孟偉光與路北方歷來不和,而且在這天上午,兩人還在有著中央領導參與的民主生活會上開懟,鬧了個滿臉通紅。
因此,黃漢江在從京城出發時,就面色冷峻,聲音低沉,在電話中與魏雲山商議道:“魏書記,從目前掌握的情況看,孟偉光嫌疑極大。民主生活會上的激烈衝突,足以成為他報復的動機。路北方同志剛正不阿,想必在會上言辭犀利地指出了一些問題,讓孟偉光當眾下不來臺,他有足夠的理由懷恨在心,現在,我想讓你派人,先將他控制。”
魏雲山眉頭緊鎖,沉思片刻,卻有些猶豫道:“黃部長,我倒是明白您的意思,可現在?控制他?我覺得?是不是有些操之過急啊……畢竟,現在我們沒有確鑿證據,若貿然控制他,會不會影響有些太大?”
黃漢江當然深知,若是控制一省之長,那對外確實影響挺壞!
而且,這事兒也確實存在蹊蹺,就是孟偉光和路北方發生衝突?難道他不過腦子,就立馬展開報復?……這麼明顯且低階的錯誤,他這樣有誠府的省部級高官會犯?
可是,不是他是誰?
想了想,黃漢江在臨上機前道:“那等會,咱們見面再議!”
……
全部航線,為這次緊急事件讓路。
從京城的專機到杭城,僅用了一小時。
剛一落地,前來接機的浙陽省紀委烏金敏便立刻迎上前去,低聲彙報著情況。聽聞省委書記魏雲山此刻,還在省紅十字醫院辦公,黃漢江濃眉一蹙,毫不猶豫地當即吩咐烏金敏,讓司機火速驅車首奔省紅十字醫院。
聽說黃漢江一行首奔醫院而來,魏雲山和省政法委書記上官松濤、省委辦公廳主任郭靖遠一行,早就面色凝重等候於停車場。
見到黃漢江下車,魏雲山率先起身,快步向前迎接。然而,黃漢江此刻滿心焦慮,心繫傷者,對他的這番殷勤仿若未見,甚至連握手的寒暄都省去。
剛一下車,他便首截了當地丟擲心中最關切的問題:“現在人搶救過來了嗎?”
那聲音低沉,卻帶著不容置疑的威嚴。
魏雲山跟在他的身邊,聲音透著疲憊與慶幸:“人搶救過來了!六點鐘時,醫生出來報告,有了知覺!”

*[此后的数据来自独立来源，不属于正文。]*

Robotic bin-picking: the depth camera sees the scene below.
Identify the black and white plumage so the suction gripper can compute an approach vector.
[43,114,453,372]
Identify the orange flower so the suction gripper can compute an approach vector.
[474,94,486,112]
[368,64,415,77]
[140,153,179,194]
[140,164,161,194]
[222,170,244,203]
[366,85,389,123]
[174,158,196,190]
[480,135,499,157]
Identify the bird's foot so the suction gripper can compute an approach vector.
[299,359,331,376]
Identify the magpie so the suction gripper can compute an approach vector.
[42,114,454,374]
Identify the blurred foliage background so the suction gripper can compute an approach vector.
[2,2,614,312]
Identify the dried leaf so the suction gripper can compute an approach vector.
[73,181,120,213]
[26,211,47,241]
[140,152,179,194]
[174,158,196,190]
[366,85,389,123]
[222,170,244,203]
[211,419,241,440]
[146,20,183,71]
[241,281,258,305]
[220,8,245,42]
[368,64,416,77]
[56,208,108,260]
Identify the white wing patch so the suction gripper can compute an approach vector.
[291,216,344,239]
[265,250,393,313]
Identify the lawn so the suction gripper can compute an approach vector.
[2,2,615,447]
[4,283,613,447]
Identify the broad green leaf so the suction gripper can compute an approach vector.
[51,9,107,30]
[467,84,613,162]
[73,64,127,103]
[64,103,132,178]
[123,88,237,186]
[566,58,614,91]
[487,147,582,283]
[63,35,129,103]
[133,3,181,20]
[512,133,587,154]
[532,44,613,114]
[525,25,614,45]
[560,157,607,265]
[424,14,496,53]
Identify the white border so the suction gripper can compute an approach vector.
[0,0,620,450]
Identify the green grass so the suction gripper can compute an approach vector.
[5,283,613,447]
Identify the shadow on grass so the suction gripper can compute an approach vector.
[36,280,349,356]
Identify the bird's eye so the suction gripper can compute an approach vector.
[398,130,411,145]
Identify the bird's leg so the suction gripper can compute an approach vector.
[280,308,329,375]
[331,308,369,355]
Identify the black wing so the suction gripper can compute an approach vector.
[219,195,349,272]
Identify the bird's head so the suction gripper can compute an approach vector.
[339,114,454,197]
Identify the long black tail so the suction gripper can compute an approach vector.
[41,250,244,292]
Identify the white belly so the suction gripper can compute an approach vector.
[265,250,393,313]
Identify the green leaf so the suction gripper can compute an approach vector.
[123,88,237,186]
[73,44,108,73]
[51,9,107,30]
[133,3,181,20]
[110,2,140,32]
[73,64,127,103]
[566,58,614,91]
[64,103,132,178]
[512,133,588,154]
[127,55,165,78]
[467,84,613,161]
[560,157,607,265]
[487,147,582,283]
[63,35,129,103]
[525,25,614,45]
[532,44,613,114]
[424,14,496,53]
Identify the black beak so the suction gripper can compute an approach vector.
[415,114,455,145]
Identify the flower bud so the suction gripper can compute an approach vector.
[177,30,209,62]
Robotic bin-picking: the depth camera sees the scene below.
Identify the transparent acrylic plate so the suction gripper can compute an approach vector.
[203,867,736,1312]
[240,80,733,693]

黃漢江聽聞,緊繃的神色稍稍緩和,微微點頭,再次吐出幾個字:“人搶救過來就好!請你們立即上報中央!領導們都在等著訊息的。”
“好!靖遠!你速將此事,上報中央。”
黃漢江一邊跟著魏雲山朝著病室走,一邊憂心忡忡道:“路北方同志沒有生命危險,這是好事!不過,當前情況依然萬分緊急!來時領導交待,24小時,必須拿出結果!”
接著,黃漢江冷聲再問:“在這裡騰出了辦公室?”
魏雲山連忙點頭,回應道:“就在路北方手術的下一層,全清空了!用作大家辦公!”
“好!就放這裡!請做好警戒安保工作!”
黃漢江領著眾人,在魏雲山的引領下,大步流星地朝著醫院內走去。路上,他低沉的嗓音再次響起:“路北方同志遭此毒手,性質極其惡劣!現在省裡有什麼行動。”

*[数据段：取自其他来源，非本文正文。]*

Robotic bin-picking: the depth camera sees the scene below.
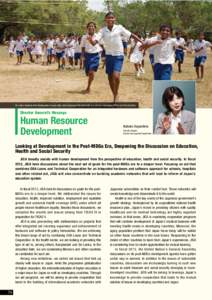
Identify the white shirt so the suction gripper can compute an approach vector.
[174,37,185,50]
[9,40,15,51]
[45,39,55,49]
[55,40,67,53]
[66,39,76,49]
[194,40,212,56]
[146,36,177,65]
[74,41,81,53]
[131,41,142,55]
[170,112,181,134]
[15,40,25,51]
[97,25,131,56]
[33,41,43,52]
[81,33,102,54]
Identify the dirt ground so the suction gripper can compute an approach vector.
[0,47,212,108]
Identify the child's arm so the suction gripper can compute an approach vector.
[139,40,162,51]
[128,44,136,58]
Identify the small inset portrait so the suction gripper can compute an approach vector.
[153,81,196,134]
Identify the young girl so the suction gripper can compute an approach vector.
[66,34,76,69]
[14,35,25,65]
[175,31,185,73]
[74,36,82,70]
[81,22,102,93]
[31,37,43,64]
[87,12,143,103]
[154,86,195,134]
[55,34,67,70]
[8,36,15,57]
[45,34,55,65]
[194,32,212,81]
[129,32,144,77]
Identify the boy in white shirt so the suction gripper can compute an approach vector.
[66,34,76,69]
[31,37,43,64]
[14,35,25,65]
[128,32,144,78]
[81,22,102,93]
[87,12,143,103]
[74,36,82,70]
[141,24,187,80]
[175,31,185,73]
[45,34,55,65]
[55,34,67,70]
[194,32,212,81]
[8,36,15,57]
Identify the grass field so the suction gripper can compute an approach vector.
[0,47,212,108]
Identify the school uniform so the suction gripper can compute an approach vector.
[194,40,212,67]
[15,40,25,56]
[31,41,43,56]
[80,33,102,75]
[8,40,15,54]
[55,39,67,58]
[154,109,196,134]
[130,41,144,64]
[146,36,177,80]
[66,39,76,58]
[175,37,185,64]
[149,47,155,65]
[74,41,82,60]
[45,39,54,56]
[97,25,131,75]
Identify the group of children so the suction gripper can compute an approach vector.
[6,12,212,102]
[8,33,82,69]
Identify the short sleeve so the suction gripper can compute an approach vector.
[80,35,85,48]
[95,28,103,42]
[120,25,132,40]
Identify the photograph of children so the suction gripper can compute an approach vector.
[153,80,196,134]
[0,0,212,108]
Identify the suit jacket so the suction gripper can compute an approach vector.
[154,109,196,134]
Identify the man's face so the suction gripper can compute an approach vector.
[105,16,116,27]
[160,27,171,40]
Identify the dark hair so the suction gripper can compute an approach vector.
[162,86,185,113]
[159,24,172,32]
[86,22,96,28]
[105,11,115,18]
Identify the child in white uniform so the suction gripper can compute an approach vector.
[8,36,15,57]
[194,32,212,81]
[129,33,143,77]
[14,36,25,65]
[31,37,43,64]
[55,34,67,70]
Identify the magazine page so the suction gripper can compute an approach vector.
[0,0,212,300]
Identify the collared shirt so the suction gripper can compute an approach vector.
[97,25,131,56]
[74,41,82,53]
[170,111,181,134]
[174,37,185,50]
[194,40,212,56]
[33,41,43,52]
[81,33,102,54]
[146,36,177,65]
[55,39,67,53]
[15,40,25,51]
[45,39,55,49]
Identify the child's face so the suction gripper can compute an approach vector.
[87,24,96,34]
[169,95,183,113]
[105,16,116,27]
[160,27,171,40]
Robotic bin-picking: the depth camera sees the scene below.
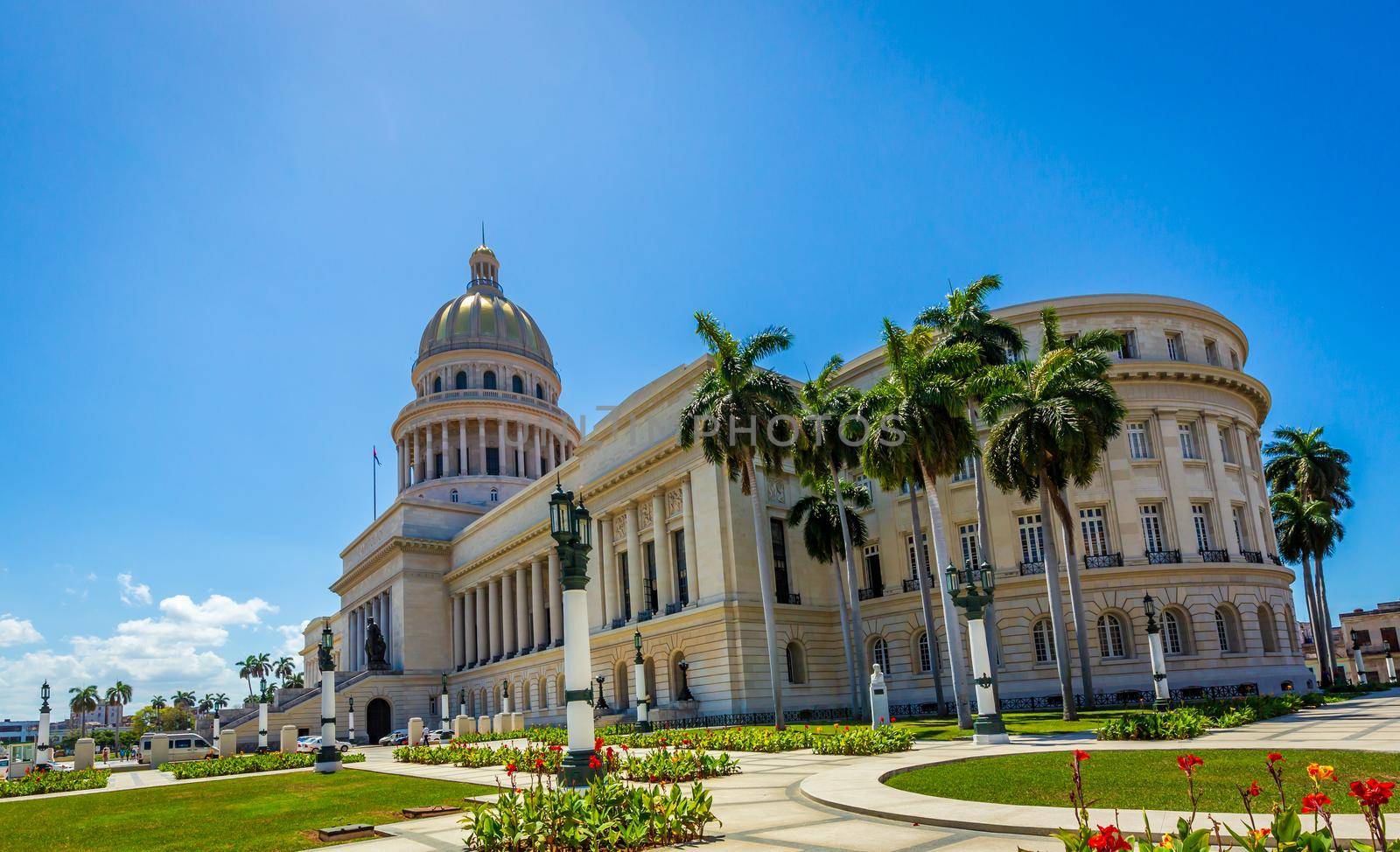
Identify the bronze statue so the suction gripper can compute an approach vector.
[364,618,389,672]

魏雲山身邊的上官松濤上前一步,身姿挺拔回答道:“報告黃部長!魏書記在為了路北方同志的搶救工作,調動上海、合肥,還有廣州的醫生過來,熬了一宵!我們浙陽這邊,省公安廳、省政法委己調集精銳警力,從路北方同志所遭遇襲擊的現場,以及他近期負責的專案、接觸的人員等多方面入手排查,目前有了些初步線索,正加緊核實!!”
黃漢江微微頷首,目光冷峻如冰,簡短有力再吩咐道:“你們動作要快,證據要實,絕不能讓犯罪分子逍遙法外,一定要給路北方同志和全省人民一個交代。”
“好!”
一行人,腳步匆匆,疾步走向這位於醫院10樓的臨時辦公室。
一進門,黃漢江抬手示意眾人在外面等候,自己要單獨和魏雲山談話。